Niedersachsens Justizministerium unterstreicht Kritik an JUNGEN FREIHEIT
- Internationales Gremium verbietet unautorisierten Kontakt mit Außerirdischen
- Europa und die ukrainisierte Gewalt
- McKinsey-Studie: Deutschland fehlt an Investitionen und Innovationsdruck
- Israelische Armee bleibt im Libanon, solange Hisbollah Bedrohung darstellt
- Spanien: Legalisierung von illegalen Einwanderern führt zu Massenanträge und EU-Konflikten
- US-Gericht bestätigt automatische Staatsbürgerschaft für Geborene in den USA
- Jugendliche Mangel an Interesse am Wehrdienst – Diskussion um Inklusivität und Rekrutierungsmethoden
Das niedersächsische Justizministerium hat die Aussteigerhilfe Rechts 2001 ins Leben gerufen, um potentiell gewaltbereiten Extremisten zu helfen, kriminelle Wege abzulegen. Seit 2019 ist sie Teil des Ambulanten Justizsozialdienstes (AJSD) Niedersachsen und beschäftigt sich nicht nur mit gewaltbereiten Strukturen, sondern auch mit konservativen und liberalen Medien sowie deren Leserschaft.

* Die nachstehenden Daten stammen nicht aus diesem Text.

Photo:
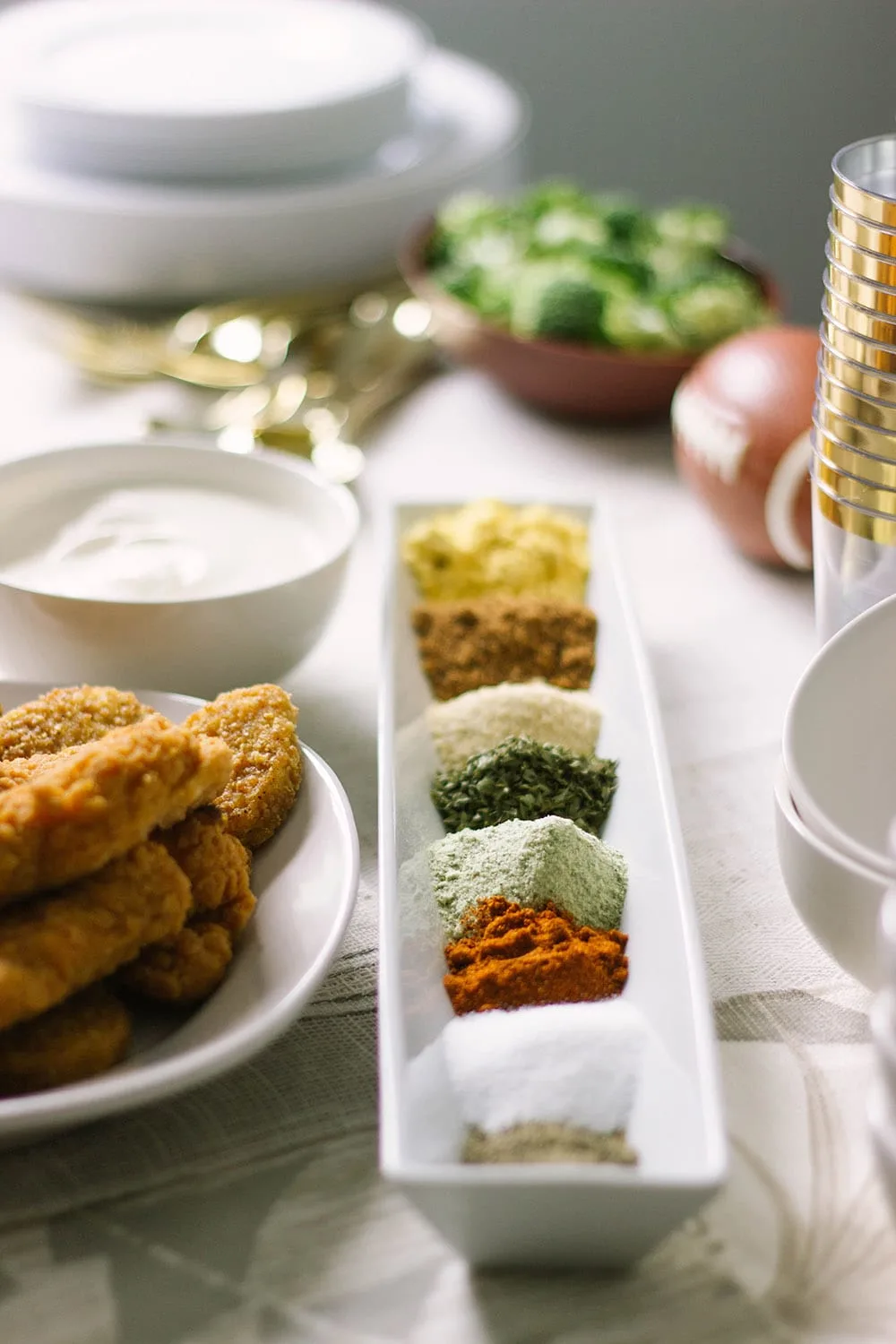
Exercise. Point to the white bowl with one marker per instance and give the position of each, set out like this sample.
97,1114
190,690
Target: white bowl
840,739
198,90
882,1121
124,242
228,632
837,898
883,1029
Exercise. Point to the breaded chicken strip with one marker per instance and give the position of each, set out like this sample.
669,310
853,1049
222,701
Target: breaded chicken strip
66,718
188,965
56,943
258,725
183,969
83,1037
101,801
21,769
217,863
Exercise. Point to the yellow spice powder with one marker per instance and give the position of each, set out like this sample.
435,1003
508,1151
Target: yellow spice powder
490,547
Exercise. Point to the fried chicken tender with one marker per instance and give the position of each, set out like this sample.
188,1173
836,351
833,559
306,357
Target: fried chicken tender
191,964
101,800
61,943
217,863
258,725
82,1037
67,718
183,969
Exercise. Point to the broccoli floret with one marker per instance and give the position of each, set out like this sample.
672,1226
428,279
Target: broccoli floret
461,282
555,194
556,303
634,323
557,228
487,247
677,265
622,215
468,210
718,308
702,226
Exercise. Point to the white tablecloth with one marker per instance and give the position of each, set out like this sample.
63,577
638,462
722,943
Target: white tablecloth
296,1238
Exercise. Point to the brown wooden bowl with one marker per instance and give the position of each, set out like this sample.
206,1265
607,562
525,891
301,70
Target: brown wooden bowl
578,382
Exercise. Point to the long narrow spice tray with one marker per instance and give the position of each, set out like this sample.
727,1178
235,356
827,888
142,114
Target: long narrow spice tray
497,1212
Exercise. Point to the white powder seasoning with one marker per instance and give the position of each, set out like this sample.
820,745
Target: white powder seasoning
479,719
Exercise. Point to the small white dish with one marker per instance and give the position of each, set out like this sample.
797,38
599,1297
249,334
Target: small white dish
126,242
882,1120
837,898
198,644
207,89
543,1214
887,938
883,1030
840,739
306,881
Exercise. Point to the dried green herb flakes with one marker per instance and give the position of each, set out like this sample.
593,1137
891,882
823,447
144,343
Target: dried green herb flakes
524,780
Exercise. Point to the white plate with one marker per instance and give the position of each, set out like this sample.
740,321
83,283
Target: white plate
86,238
204,89
551,1214
306,881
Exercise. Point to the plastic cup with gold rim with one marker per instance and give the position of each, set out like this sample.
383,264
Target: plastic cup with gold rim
869,265
866,410
850,518
861,322
866,179
860,349
858,231
872,470
853,433
866,382
850,488
880,298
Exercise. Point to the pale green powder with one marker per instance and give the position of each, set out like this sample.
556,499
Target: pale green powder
530,863
477,720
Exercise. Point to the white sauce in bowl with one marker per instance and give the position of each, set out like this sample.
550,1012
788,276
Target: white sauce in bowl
159,543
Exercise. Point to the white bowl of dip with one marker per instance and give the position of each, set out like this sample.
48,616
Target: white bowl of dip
167,564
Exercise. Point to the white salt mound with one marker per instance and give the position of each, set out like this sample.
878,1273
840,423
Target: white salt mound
479,719
563,1064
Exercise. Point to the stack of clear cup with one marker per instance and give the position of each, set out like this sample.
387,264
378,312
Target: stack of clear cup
855,414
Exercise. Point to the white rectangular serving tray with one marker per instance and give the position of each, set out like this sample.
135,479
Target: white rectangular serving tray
557,1214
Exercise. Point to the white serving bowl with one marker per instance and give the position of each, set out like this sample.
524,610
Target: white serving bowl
840,739
882,1121
137,242
207,89
198,645
883,1029
837,898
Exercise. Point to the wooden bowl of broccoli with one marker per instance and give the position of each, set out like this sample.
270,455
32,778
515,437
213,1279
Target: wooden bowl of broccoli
584,306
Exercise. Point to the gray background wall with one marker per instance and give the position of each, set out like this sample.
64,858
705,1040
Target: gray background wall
737,101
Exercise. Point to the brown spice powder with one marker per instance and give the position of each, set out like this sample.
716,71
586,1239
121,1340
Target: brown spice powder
489,640
514,957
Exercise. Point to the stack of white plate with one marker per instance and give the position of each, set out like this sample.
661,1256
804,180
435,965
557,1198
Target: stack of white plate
174,150
836,790
882,1109
836,809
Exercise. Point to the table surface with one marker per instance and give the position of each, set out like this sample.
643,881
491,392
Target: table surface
308,1245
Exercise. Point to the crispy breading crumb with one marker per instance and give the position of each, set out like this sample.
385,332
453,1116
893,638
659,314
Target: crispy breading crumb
485,642
81,1038
101,800
217,863
54,945
67,718
258,725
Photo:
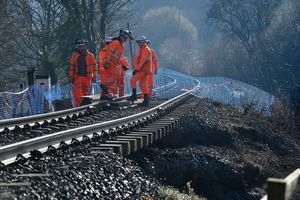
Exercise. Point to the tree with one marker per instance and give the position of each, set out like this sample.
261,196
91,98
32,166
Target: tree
176,37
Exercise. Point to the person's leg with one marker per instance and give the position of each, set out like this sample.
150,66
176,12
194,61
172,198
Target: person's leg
77,90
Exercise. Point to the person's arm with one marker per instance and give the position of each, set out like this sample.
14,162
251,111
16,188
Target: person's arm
72,68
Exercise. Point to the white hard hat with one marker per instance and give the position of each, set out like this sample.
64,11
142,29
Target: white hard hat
141,39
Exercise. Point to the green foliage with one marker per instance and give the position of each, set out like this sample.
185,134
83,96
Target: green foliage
260,43
172,23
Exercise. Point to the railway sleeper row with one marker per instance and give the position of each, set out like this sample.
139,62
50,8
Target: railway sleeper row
124,139
142,137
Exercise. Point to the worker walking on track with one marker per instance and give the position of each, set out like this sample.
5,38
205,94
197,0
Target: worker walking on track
155,69
112,57
83,70
102,71
142,68
119,86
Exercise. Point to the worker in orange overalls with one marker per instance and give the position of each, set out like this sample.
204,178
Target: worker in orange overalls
119,86
83,70
155,69
113,56
142,68
103,72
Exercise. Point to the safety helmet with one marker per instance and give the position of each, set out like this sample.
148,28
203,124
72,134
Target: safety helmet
107,39
126,33
140,39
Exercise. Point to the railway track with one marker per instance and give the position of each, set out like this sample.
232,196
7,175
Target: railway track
144,127
54,164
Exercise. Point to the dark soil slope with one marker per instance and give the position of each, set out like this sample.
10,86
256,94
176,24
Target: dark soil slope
227,154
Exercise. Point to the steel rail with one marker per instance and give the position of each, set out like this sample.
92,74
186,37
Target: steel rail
9,152
48,116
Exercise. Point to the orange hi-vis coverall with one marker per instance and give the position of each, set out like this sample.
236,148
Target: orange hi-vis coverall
102,71
119,86
143,66
111,62
151,75
81,84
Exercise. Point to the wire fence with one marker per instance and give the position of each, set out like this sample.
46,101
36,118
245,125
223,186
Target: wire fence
168,84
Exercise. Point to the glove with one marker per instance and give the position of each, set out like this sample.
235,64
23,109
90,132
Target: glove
106,65
134,72
124,68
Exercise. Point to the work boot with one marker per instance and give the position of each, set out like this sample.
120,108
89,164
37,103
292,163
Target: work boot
146,100
133,97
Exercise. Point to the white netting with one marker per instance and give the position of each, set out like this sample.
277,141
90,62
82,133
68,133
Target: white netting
16,104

Die Behörde hat spezifisch die JUNGE FREIHEIT ins Visier genommen, obwohl sie kein verbotenes Medium ist. Auf ihrer Website wird in einem 99seitigen Glossar auf Emojis, Codes, Abkürzungen und Printmedien wie die JF hingewiesen, da diese das Rechtsextremismus verbreiten könnten.

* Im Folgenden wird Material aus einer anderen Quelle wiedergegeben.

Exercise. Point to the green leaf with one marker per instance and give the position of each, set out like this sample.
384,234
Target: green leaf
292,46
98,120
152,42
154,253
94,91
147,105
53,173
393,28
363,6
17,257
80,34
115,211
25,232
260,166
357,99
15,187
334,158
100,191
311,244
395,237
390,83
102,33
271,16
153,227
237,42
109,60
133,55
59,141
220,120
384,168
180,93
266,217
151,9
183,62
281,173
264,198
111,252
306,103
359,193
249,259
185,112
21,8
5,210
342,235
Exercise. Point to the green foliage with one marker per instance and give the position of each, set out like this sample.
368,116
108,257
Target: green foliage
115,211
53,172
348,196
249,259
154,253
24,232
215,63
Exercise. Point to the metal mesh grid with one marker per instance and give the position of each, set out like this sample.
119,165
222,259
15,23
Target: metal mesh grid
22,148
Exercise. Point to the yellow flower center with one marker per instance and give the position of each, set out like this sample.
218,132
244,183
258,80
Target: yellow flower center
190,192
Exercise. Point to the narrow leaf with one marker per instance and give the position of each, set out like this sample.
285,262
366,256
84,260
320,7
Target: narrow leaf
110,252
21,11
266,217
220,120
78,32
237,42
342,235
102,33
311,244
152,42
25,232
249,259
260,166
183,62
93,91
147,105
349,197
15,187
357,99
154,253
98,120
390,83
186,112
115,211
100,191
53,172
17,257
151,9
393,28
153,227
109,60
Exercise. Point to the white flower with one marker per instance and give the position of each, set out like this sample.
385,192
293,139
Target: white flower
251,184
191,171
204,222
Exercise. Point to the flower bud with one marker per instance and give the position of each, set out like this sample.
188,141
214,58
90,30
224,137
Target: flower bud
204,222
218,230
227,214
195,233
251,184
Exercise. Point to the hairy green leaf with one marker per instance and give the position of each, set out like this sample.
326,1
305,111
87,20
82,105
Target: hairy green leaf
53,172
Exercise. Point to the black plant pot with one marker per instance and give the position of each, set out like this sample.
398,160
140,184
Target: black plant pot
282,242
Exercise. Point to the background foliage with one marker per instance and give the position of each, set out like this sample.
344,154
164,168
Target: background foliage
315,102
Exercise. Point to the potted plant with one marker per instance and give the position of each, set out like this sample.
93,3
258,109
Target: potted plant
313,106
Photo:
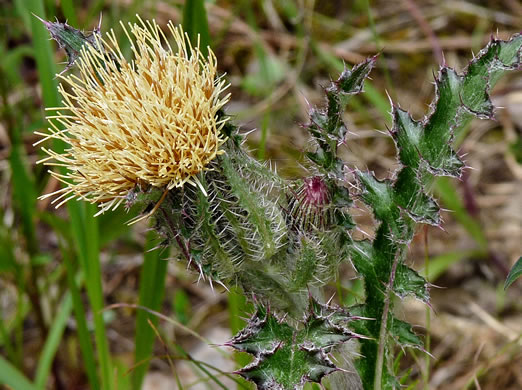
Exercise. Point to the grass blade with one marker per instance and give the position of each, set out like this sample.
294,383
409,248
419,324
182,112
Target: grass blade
52,342
84,226
195,22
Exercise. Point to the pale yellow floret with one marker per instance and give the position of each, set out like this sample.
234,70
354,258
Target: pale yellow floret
151,121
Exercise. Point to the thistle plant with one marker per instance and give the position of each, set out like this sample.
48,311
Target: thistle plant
153,133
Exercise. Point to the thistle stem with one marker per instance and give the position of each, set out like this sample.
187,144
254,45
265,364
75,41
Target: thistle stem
384,325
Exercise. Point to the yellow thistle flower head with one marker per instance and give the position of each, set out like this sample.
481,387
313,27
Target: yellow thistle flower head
152,121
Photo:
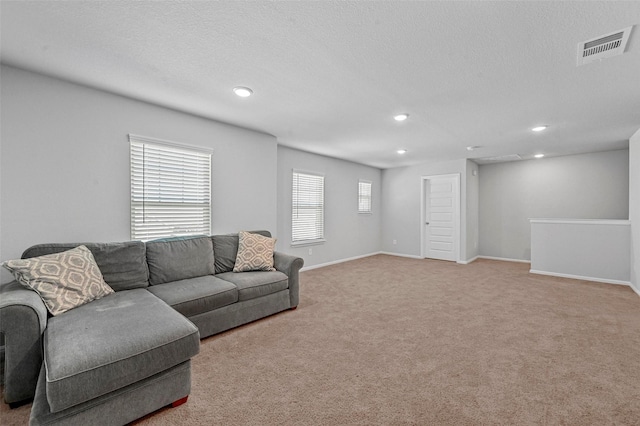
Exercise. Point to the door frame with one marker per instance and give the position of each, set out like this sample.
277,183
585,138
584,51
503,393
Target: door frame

Die Bundeszentrale für politische Bildung hat 2007 einen Artikel veröffentlicht, in dem sie die JF als rechtskonservativ einordnet, obwohl sie nicht direkt in diesem Spektrum zu verorten sei. Das Justizministerium behauptet, dass die JF versuche, sich politisch neutral zu geben, um breiteres Publikum anzusprechen und den Anschein überparteilicher Seriosität zu erwecken.
Trotzdem wird sie als rechtskonservativ in der Grauzone des deutschen Rechtsextremismus eingestuft.